Since enrolling at Lane Community College last year, English major Lara Coley has published numerous poems in the Denali, Lane's student-run literary magazine that features fiction, poetry and photography. For the second year in a row, she is first-place winner of the local League for Innovation Poetry Award.

Putting pen to paper has long been gratifying to Coley, who spent her early childhood in San Francisco's Haight Ashbury district with her single mother and two other women and their daughter. "It was a huge house of women," says Coley, who describes her upbringing and schooling as "very personal and liberal."

When Coley was 10 years old, her mother was diagnosed with schizophrenia, a situation that compelled the family to move the child to Ojai, California, to live with her father and step-mother. At Nordhoff High School, she studied French. At home, she composed poems in her journal.

Following high school graduation, Coley attended Cal Poly University in San Luis Obispo, where she majored in social science for two and a half years. Her journal was always close by.

However, it wasn't until Coley enrolled in Lane's poetry and literature classes that her writing began to reflect a universe broader than "relationship woes and feeling lost. Now I'm writing about experiences that aren't mine."

Instructors Lance Sparks and Jennifer von Ammon played vital roles in Coley's literary maturation. They urged her to write and publish at every opportunity. Coley says of von Ammon, "She consistently makes me think I can do anything and that even what I am doing is special and amazing."

Von Ammon, who also is Lane's Service-Learning Coordinator, offers, "I am consistently impressed with Lara, both as a conscientious, dedicated student and as a poet who takes risks."

Coley's willingness to take risks is evident in the role she has assumed through von Ammon's popular Poet in the City class, which links students to the community through agency work.
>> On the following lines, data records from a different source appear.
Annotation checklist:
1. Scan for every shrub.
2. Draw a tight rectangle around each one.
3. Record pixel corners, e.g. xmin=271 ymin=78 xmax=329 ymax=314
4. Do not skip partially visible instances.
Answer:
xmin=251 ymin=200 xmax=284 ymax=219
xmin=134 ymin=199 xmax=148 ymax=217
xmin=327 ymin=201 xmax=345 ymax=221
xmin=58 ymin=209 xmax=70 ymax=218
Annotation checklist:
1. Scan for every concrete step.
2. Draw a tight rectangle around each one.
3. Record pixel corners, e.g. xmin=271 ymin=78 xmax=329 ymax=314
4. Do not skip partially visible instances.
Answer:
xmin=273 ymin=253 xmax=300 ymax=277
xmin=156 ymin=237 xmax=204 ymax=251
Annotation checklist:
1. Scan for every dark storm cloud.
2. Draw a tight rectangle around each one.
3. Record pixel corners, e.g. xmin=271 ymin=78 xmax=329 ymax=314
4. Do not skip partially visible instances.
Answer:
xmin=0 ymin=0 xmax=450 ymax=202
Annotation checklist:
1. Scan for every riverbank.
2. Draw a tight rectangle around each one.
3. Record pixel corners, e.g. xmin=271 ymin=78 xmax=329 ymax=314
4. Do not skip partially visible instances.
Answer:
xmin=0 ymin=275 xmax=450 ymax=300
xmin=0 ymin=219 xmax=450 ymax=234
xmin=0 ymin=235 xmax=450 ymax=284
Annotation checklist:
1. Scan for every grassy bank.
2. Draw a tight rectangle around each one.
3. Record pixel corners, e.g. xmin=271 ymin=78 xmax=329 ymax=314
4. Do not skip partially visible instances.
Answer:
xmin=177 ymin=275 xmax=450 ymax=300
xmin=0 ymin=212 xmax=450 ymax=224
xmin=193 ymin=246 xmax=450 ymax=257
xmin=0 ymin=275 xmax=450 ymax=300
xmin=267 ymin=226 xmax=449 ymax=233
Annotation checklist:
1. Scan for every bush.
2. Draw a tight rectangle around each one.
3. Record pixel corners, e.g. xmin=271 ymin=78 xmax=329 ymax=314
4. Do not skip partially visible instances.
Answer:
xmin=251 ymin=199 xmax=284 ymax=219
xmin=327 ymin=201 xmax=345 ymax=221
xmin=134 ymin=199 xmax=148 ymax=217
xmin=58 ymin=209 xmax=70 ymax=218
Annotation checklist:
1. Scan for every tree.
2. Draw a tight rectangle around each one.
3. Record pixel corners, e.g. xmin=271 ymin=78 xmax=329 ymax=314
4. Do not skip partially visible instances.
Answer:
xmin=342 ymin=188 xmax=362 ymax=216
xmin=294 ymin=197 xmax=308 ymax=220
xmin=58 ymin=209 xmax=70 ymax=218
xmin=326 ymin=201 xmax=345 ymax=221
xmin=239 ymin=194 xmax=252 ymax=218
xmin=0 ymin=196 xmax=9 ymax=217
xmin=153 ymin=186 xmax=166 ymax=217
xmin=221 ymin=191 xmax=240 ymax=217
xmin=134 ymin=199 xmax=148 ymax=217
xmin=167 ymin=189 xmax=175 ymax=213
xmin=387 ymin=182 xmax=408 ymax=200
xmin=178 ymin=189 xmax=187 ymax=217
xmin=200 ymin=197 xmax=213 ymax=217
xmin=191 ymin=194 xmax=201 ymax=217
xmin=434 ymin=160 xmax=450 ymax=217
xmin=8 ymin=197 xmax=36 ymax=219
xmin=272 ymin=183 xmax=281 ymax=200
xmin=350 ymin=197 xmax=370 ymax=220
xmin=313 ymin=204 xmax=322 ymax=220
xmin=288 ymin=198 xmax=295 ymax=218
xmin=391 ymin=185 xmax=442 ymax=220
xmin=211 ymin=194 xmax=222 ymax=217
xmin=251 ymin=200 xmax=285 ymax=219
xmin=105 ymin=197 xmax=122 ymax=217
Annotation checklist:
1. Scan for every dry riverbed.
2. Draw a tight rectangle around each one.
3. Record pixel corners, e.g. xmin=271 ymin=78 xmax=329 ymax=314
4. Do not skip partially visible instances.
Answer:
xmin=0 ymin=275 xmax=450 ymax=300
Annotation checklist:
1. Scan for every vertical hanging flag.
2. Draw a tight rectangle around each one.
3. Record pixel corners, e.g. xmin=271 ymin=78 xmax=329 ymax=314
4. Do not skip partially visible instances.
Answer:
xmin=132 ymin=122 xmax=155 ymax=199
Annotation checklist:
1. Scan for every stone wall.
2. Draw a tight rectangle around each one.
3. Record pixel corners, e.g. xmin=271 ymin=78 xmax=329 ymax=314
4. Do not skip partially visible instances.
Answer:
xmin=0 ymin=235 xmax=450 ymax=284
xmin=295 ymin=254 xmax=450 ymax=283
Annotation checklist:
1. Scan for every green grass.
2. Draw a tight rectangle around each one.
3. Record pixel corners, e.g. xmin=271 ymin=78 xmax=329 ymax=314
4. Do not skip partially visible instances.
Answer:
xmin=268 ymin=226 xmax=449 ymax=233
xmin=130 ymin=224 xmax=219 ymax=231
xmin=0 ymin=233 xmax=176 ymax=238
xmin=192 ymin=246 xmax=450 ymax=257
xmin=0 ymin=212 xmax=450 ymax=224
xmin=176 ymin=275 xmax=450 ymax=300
Coley is site coordinator at the John Serbu Youth Campus, which serves youth offenders. She leads writing and music workshops for teens who have had few opportunities for creative self-expression. On alternate days, the 24-year-old performs a similar role at the Heeran Center Residence, a facility that houses people who require intensive psychiatric care but do not need a hospital environment.

Soon Coley will leave for Caen, France, where for six months she will teach graduate-level students "the American usage of English" at the Institut universitaire de formation des maitres dans l'academie. Sparks' assistance with the institute's lengthy application process was invaluable, Coley says. "He makes me do the things I say I want to do," admits Coley, who maintains a 4.1 grade point average.

After she returns from France, Coley may apply to San Francisco State University's Creative Writing Program. As for the distant future, she would be satisfied if she was "just well-known enough that people want me to travel to their schools or their cities and teach, and to be in-house poet for the year."